Google erred on the conservative side by offering its new Android SDK to only the 50 winners of the Android Developer Challenge. My guess is that Google's Android mission will now be full disclosure of the SDK and its overall open-source development practice.

Google made a critical faux pas July 14 when it sent out a new Android software development kit to only the 50 winners of the Android Developer Challenge. How very un-open source of it.
But Google might have even erred more greatly in responding to the issue, as a spokesperson told me July 18: "The ADC finalists are helping us test the latest version of the SDK before we release it to the world in the coming weeks."
Er, okay. So, the entrants aren't qualified to test the SDK? Is that okay with programmers working feverishly on Android application development? I shouldn't think so.
Here on a Google Android Group thread is the SDK 84853 e-mail, which was sent to all ADC entrants-and not just the finalists-by mistake, according to Android Developer Advocate David McLaughlin.
As noted, "Fifty developers have access to it while everyone else is left using the last version released in March this year."
Indeed, the move sparked angry outcries from left-out Android programmers, some of whom threatened to move over to write applications for the iPhone. Wrote programmer Shane Isbell:

"Sadly, if Google said they were to release the SDK tomorrow, I just wouldn't care anymore. Google is closed; Google is the status quo in mobile; Google is not really even a leader anymore, they are following Apple. What's really changed? Another mobile platform? More fragmented market? The carriers get a free operating system built on the hard work of the open-source community."

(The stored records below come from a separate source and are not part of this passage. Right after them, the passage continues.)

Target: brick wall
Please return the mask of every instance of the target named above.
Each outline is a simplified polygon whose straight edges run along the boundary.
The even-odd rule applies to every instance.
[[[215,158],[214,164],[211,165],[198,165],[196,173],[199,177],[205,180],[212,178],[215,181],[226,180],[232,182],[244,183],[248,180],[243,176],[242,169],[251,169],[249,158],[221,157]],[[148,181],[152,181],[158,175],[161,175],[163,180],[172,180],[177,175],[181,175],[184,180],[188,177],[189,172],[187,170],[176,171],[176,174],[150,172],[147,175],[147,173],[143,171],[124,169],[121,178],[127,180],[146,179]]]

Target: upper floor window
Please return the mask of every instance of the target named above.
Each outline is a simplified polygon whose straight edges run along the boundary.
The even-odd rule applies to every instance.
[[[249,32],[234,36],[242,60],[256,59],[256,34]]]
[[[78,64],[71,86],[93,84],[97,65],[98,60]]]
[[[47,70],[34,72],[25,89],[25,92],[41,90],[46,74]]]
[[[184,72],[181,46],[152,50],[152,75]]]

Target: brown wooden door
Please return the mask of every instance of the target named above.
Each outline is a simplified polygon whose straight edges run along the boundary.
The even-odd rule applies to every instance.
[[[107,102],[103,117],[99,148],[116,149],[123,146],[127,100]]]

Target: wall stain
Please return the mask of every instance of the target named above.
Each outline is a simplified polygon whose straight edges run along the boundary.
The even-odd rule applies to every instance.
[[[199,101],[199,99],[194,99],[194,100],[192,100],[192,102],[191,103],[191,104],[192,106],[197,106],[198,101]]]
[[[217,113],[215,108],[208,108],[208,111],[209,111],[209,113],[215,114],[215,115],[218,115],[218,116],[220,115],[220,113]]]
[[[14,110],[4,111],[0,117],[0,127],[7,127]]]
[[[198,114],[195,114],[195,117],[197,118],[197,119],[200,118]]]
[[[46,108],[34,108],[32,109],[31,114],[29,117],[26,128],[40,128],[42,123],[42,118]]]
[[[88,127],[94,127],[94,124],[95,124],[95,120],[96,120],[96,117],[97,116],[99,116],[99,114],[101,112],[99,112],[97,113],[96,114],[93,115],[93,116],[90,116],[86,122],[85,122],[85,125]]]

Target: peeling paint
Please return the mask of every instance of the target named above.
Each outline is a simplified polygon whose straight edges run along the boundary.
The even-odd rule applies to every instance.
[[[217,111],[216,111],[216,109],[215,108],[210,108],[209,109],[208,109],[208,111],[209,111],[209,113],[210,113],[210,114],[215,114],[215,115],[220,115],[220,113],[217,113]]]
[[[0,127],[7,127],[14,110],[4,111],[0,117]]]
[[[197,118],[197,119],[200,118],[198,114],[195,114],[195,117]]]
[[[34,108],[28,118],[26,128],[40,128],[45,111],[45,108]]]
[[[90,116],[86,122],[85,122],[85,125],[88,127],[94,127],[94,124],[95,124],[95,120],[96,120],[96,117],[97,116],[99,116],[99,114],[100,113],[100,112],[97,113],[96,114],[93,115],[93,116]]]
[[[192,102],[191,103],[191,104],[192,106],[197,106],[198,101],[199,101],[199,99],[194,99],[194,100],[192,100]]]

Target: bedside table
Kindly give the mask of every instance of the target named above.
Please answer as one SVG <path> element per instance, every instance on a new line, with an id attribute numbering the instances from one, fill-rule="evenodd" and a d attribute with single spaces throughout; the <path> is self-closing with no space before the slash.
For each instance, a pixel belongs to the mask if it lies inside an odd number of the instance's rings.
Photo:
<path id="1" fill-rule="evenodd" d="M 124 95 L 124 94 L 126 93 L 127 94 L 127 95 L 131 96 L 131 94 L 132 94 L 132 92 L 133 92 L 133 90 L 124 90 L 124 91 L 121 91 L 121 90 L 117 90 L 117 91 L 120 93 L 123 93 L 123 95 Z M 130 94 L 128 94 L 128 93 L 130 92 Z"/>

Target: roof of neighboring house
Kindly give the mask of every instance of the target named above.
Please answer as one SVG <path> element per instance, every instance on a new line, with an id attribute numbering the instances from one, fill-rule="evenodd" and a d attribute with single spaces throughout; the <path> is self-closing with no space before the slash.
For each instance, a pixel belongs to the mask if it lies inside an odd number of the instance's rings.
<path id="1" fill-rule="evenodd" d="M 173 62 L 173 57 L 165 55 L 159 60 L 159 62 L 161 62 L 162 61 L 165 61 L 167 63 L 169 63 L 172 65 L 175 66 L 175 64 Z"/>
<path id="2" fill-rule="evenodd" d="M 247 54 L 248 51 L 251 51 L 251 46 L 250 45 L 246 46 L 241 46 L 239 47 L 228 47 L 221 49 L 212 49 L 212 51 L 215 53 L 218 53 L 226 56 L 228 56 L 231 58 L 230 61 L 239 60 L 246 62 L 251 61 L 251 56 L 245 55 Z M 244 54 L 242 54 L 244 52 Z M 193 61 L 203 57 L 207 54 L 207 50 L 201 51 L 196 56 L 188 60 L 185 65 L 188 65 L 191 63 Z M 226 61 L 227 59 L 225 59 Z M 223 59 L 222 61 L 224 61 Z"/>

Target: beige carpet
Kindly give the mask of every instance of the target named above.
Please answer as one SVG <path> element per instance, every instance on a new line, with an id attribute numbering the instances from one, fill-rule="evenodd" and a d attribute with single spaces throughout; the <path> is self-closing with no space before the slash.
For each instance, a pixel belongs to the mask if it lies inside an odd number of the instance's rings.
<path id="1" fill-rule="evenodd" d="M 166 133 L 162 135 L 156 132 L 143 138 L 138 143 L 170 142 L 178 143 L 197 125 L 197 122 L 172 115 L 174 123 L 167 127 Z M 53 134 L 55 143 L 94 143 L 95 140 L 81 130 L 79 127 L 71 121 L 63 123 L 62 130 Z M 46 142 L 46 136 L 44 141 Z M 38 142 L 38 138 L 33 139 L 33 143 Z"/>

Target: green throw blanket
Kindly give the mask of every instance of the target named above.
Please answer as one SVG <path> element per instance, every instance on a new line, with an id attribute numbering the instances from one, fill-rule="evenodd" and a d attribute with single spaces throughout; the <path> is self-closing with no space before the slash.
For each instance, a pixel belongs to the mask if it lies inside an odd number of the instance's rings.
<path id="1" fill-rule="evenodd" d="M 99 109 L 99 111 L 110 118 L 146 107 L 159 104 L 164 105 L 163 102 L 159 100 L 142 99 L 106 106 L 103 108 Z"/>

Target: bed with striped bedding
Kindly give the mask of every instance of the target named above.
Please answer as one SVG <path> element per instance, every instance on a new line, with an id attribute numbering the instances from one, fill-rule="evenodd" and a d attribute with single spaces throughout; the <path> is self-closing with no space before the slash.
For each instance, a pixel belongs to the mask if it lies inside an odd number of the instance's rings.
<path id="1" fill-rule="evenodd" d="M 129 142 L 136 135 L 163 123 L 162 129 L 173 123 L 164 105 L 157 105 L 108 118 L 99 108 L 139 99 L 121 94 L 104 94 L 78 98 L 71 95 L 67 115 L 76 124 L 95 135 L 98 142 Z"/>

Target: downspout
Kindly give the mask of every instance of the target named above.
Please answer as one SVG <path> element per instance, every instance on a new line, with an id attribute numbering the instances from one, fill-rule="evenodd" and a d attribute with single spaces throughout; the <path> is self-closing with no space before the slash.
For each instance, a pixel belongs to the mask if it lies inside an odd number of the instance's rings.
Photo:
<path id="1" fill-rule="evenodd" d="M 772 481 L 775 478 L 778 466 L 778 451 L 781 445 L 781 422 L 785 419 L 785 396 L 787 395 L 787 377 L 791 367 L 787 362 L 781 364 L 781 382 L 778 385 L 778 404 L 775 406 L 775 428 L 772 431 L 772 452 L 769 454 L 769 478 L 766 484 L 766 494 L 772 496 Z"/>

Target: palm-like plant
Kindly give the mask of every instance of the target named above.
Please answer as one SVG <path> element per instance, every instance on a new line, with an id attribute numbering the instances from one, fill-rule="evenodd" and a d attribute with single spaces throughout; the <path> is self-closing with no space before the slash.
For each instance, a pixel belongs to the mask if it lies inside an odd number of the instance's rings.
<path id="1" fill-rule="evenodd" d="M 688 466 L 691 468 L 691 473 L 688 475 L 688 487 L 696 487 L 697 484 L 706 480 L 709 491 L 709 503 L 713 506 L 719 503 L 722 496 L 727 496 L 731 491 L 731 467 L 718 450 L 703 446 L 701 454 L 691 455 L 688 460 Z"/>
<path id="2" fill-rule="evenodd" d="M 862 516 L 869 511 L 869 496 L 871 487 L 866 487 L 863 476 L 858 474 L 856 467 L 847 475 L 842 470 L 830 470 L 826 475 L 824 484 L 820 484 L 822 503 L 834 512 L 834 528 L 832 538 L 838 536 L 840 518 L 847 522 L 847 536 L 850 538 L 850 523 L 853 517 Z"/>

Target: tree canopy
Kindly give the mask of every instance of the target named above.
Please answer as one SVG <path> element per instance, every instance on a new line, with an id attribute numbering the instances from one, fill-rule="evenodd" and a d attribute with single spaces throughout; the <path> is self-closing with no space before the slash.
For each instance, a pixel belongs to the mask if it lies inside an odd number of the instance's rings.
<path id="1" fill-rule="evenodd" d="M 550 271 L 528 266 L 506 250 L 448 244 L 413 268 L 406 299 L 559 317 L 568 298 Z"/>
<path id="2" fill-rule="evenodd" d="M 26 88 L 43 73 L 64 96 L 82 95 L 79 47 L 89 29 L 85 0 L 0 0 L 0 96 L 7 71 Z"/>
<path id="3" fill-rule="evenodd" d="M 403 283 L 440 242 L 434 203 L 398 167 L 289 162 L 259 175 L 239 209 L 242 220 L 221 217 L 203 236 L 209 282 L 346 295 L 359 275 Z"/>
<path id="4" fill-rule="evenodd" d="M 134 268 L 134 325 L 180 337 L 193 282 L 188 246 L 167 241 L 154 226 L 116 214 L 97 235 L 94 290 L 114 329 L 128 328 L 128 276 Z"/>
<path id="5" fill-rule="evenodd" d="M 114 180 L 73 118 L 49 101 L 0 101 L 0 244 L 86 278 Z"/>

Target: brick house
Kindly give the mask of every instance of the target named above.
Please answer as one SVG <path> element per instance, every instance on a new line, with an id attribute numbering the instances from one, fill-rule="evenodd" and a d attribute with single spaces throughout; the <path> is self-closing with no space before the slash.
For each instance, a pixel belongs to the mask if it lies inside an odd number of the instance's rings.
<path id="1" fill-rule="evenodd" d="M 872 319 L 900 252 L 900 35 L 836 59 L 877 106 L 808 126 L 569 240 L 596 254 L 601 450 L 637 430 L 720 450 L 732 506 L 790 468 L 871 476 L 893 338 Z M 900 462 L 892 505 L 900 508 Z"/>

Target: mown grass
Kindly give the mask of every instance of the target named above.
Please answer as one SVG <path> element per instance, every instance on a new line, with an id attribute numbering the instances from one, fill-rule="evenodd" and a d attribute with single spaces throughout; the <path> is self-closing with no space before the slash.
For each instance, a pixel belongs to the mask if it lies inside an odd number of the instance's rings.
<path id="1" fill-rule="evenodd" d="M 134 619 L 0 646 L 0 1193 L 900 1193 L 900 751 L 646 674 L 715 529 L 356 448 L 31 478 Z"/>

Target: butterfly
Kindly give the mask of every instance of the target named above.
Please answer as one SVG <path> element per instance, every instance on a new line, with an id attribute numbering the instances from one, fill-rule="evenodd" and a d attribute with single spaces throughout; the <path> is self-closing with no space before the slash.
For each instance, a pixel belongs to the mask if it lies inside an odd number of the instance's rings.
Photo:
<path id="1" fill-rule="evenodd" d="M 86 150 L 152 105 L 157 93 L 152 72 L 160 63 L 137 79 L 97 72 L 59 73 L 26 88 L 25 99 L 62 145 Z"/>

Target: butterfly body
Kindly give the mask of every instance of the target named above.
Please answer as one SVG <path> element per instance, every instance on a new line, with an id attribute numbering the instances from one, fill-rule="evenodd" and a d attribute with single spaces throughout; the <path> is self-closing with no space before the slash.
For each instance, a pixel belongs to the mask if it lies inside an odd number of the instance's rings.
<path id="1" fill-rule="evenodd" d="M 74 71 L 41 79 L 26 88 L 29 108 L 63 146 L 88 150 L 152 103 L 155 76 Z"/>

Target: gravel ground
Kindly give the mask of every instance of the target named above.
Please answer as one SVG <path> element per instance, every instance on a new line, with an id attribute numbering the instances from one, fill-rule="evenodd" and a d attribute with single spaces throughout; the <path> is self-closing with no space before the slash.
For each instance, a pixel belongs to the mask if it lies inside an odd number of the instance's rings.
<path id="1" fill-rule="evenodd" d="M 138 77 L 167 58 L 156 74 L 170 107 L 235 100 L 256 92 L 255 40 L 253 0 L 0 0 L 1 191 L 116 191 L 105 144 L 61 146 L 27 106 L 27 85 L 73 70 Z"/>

Others rationally torched Google for what this really was: a communication breakdown. Programmer Plusminus started a petition to call for Google to disclose the development process for the SDK.
The gaffe couldn't come at a worse time for Android, which Google hopes to make the de facto mobile operating system as it seeks to grab more mind share and market share for mobile Web applications.
Yet Apple is cruising, selling millions of iPhones. Apple's iPhone 3G launched July 11 to great fanfare and hundreds of new native and Web mobile apps.
There won't even be an Android-based phone until late in 2008, and if the company keeps treating its programmers this way, there won't be an Android phone at all until next year. How far along will the iPhone be then?
To be fair, the Google spokesperson hadn't spoken to Google Android chief Andy Rubin about how to respond to this yet, but the spokesperson said she was trying "to get more information and answer some of the questions that are coming up."
Is it too late? What can, or will, Google do to assuage programmers' pains? In short, give them the darn SDK.
I asked Enderle Group's Rob Enderle if this move was just bad for public relations, or also a symptom of a larger gulf of understanding between Google's Android developer advocates and the programmers. Here's his take:

"A bit of both. Google isn't yet used to working with developers and seems to be using the braille method (feeling their way as they go), which typically doesn't work well. Android was hot as the next big thing but has recently been eclipsed by the iPhone and developers will always prefer a real market to one that doesn't yet exist. Google is at real risk of losing most of their developers over the combination of this gaffe and Apple both getting their solution first and getting it reasonably right."

I agree with Enderle. Google had best clean up its Android act before it loses its act. It doesn't need to have a lot of negative energy brewing and perception problems before Android even finds its way onto phones.

Google needs to disclose its Android development practices in keeping with open-source tradition.